MAYBE, THOUGHT FARLEY, if he started every day with a nap in the parking lot, every day would turn out like this one. What happened was, he stopped at a deli on Century Boulevard about five and got himself a bagel with lox cream cheese and a cup of coffee. Then he set them on the dashboard of his Yukon and drove into the trainers’ parking lot. It was still cool out, and not very bright, and just after he parked his car, he was ov
ertaken by the most soothing knowledge that, instead of opening the door of the truck and getting out, he was going to put the seat back and fall asleep, and then he did. When he woke up, maybe ten or fifteen minutes later, the sunshine had come through the windshield and warmed his bagel and his coffee was cool enough to drink, and so he sat there, biting and chewing and sipping, and he knew he was going to have a good day.
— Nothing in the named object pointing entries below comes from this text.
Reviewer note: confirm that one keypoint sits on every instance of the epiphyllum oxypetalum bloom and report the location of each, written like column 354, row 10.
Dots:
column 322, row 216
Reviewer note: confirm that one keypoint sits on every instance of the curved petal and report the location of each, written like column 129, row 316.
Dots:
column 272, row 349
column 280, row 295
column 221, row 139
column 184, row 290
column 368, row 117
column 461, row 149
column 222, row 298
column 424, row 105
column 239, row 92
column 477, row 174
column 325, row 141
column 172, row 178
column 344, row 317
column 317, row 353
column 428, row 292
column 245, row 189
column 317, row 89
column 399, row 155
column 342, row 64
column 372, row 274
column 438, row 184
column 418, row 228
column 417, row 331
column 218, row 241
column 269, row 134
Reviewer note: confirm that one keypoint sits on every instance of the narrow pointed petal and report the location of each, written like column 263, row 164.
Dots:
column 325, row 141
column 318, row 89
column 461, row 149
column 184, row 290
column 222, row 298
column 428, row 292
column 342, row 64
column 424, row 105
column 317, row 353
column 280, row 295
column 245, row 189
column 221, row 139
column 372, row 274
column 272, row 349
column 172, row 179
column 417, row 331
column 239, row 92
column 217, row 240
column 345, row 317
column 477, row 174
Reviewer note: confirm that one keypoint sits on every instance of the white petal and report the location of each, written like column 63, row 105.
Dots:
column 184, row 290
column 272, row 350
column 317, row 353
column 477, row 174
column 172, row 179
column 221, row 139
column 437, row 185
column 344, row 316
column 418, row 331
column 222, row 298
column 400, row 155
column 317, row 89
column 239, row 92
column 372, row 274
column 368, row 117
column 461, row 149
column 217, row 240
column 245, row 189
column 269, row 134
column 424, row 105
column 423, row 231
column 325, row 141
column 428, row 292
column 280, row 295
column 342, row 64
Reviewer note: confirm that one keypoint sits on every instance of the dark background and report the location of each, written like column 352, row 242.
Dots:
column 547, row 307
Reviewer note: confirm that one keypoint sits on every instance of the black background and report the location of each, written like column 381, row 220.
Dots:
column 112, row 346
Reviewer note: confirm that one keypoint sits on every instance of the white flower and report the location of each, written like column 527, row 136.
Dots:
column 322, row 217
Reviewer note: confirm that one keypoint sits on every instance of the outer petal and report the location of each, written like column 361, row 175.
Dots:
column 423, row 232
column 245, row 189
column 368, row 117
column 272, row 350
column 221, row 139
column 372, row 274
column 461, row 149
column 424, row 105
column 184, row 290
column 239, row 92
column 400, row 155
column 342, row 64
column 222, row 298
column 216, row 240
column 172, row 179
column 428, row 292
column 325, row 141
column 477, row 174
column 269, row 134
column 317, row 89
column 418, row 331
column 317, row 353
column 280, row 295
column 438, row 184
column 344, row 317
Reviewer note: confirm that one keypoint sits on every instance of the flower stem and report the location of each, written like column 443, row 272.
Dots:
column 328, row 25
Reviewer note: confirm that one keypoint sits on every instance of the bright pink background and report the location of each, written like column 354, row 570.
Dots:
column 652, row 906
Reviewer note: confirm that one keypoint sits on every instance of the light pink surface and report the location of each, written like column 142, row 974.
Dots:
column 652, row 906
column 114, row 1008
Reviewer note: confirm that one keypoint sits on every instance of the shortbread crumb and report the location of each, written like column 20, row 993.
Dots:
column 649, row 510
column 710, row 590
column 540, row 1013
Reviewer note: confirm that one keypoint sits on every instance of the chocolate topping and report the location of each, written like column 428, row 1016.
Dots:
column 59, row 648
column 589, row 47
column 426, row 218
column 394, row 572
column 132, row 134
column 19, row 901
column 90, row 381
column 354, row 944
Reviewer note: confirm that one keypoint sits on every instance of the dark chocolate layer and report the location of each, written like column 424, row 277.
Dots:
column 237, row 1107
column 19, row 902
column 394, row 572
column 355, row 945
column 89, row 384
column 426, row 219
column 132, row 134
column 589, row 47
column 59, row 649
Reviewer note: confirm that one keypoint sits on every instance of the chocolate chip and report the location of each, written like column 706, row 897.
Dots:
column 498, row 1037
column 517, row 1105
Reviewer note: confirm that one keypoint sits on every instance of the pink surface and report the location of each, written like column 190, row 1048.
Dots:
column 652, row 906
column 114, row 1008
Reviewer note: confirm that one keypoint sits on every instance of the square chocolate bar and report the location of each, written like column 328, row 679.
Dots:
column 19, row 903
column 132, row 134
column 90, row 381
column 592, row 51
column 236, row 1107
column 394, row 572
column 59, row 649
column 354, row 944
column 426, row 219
He had two in—one in this race, and one in the ninth. This race was his very own race—he had persuaded the racing secretary to write this race for his French filly, and even though the racing secretary had written it for horses of both sexes, this filly was strong and fit. Farley thought, in the barn, that she could take on any turf horse at the track, and when he got her out there and saw the others, he knew it. She had a pleasant manner, but she was self-possessed and self-confident. She was also big and built in that French way—legs like posts, lean body, low-set neck, big ears. Her owners had made their money, together, in cable TV, selling home food-dryers and herbal supplements. The filly had a whole agenda of herbal supplements that she was given every day, along with regular chiropractic, massage, and acupuncture. “We would never treat our animals less well than we treat ourselves,” said the wife, Alise. Farley had been given to understand that, though Alise and Vincent had only one racehorse, they also had five cats, four dogs, a goat, two ferrets, a chicken, three guinea hens, and a donkey. Should he be reincarnated yet again, Farley thought, he would like to come back as any animal belonging to Alise and Vincent.